ID:2821779
 
Applies to:
Status: Open

Issue hasn't been assigned a status value.
A great way to lower memory cost when reusing a list across thousands of atoms is to keep it in one place, and reference that everywhere. However, this opens up the potential for a developer to accidentally mutate the list, which will mess up everything else.

It would be nice to be able to freeze a list, causing a runtime error if the list was mutated.

This could just be a shallow freeze, and doesn't need to try to do crazy stuff like make the atoms inside immutable or whatever, just block insert/remove/update/etc. If a function was provided to check if a list is frozen, a developer could also make their own deep freeze proc.

Ideally there would be no way to "thaw" a list.

Prior art:

Object.freeze, Object.isFrozen in JavaScript: https://developer.mozilla.org/en-US/docs/Web/JavaScript/ Reference/Global_Objects/Object/freeze

table.freeze, table.isfrozen in Luau: https://luau-lang.org/library#table-library
Even better: if this is caught by the compiler in trivial cases
There is of course already the /static|global/ sugar to use on a given datum's members to provide the reuse part. /const/ gives us immutable static members, but only if they are simple.

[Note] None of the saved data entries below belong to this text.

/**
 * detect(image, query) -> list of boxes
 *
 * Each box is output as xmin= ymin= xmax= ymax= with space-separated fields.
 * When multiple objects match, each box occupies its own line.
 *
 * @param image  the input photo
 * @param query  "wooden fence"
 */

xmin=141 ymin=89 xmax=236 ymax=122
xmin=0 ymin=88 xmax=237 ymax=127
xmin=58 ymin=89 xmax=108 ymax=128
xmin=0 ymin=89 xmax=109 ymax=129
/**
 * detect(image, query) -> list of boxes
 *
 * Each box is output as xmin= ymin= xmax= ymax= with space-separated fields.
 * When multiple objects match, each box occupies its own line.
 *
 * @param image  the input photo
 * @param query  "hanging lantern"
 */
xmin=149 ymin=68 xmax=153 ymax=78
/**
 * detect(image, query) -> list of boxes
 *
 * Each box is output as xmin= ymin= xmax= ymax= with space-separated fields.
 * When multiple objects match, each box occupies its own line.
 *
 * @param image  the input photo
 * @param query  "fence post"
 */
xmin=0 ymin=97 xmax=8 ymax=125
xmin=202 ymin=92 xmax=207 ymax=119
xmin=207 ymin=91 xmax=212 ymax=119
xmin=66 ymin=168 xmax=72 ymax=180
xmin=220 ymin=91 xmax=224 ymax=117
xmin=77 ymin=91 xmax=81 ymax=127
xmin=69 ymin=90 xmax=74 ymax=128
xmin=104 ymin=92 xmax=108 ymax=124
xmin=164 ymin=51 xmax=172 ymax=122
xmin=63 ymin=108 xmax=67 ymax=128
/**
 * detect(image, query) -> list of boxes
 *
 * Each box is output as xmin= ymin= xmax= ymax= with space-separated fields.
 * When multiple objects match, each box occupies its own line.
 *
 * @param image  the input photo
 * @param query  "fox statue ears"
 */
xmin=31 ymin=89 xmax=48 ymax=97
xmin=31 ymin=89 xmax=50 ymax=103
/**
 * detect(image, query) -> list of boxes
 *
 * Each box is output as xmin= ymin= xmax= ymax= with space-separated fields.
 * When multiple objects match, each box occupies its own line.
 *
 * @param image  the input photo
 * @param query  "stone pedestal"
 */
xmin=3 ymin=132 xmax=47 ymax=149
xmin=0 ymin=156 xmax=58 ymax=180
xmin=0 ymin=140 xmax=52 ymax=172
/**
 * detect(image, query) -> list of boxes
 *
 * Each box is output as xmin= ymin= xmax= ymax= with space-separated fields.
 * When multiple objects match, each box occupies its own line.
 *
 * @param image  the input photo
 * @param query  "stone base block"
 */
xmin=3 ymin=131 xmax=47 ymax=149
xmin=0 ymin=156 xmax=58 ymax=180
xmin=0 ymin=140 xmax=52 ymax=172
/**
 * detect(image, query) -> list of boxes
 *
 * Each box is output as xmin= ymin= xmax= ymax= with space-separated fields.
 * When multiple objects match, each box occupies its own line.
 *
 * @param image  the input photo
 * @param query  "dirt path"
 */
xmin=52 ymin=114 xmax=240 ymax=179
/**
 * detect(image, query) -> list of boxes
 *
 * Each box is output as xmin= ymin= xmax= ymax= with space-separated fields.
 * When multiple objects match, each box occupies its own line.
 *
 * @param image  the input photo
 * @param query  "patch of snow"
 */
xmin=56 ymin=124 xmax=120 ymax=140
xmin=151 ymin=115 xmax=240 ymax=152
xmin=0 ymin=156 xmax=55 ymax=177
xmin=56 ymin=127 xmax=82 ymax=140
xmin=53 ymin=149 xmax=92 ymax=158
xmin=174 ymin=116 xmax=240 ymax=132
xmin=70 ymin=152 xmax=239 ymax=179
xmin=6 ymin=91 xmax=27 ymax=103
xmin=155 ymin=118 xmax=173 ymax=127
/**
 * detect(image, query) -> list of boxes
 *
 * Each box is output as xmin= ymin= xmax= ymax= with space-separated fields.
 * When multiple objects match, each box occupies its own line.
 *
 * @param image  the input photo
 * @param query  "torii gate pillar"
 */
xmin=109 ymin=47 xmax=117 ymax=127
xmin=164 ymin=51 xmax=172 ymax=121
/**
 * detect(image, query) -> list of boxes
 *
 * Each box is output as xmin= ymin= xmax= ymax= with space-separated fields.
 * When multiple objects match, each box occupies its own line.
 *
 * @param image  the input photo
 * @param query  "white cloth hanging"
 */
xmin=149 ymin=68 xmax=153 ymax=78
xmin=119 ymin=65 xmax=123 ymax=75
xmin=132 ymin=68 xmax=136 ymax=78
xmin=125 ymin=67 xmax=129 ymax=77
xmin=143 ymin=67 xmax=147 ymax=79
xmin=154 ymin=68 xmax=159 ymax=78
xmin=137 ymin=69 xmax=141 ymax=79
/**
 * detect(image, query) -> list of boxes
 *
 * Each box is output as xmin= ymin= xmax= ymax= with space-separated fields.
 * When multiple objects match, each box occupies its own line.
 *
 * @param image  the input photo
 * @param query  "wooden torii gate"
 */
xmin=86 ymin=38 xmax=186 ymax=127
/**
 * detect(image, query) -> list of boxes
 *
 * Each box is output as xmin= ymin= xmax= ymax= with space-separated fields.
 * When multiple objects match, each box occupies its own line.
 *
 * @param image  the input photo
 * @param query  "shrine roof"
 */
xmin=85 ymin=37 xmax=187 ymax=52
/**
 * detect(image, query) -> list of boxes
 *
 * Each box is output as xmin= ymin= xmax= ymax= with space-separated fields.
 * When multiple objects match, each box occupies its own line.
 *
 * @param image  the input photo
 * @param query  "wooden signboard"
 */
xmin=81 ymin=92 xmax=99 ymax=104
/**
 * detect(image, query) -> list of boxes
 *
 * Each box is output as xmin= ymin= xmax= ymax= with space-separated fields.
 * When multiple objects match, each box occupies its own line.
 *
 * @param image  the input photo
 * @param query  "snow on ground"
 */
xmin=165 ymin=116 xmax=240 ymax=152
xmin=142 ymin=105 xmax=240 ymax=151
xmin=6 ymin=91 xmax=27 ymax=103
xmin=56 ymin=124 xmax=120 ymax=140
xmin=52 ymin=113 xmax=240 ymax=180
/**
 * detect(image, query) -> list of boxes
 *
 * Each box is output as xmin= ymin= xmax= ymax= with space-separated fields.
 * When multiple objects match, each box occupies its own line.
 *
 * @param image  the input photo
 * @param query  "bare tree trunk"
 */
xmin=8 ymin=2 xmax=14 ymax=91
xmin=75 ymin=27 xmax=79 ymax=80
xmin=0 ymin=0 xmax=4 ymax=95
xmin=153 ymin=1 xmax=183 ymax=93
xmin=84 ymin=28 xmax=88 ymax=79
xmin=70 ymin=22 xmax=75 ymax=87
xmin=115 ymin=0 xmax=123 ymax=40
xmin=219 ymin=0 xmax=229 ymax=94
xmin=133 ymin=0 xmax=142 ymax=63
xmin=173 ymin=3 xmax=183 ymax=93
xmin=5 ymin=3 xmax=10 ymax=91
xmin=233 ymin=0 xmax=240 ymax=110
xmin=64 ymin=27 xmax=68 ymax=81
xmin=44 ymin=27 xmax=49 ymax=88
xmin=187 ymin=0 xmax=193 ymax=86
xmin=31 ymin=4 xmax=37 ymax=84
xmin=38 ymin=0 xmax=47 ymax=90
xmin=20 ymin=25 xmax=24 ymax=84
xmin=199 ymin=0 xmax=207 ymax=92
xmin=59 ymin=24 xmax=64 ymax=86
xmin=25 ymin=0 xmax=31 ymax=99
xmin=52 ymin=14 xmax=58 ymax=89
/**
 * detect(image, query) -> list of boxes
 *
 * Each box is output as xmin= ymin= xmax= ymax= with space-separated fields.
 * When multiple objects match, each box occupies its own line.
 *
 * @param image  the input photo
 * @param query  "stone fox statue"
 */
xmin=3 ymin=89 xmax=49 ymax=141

Allowing /const/ on lists that only contain numbers, text, and paths at compile time and flagging them as immutable, to throw if an attempt is made, sounds like a big QOL bonus to me.
That would not work for any of our use cases if it limited what was inside the list, and was only available at compile time. We only need a shallow freeze and potentially a way to see if a list is frozen, like several other languages provide.
Adding this functionality would worsen the performance of lists across the board, which is untenable.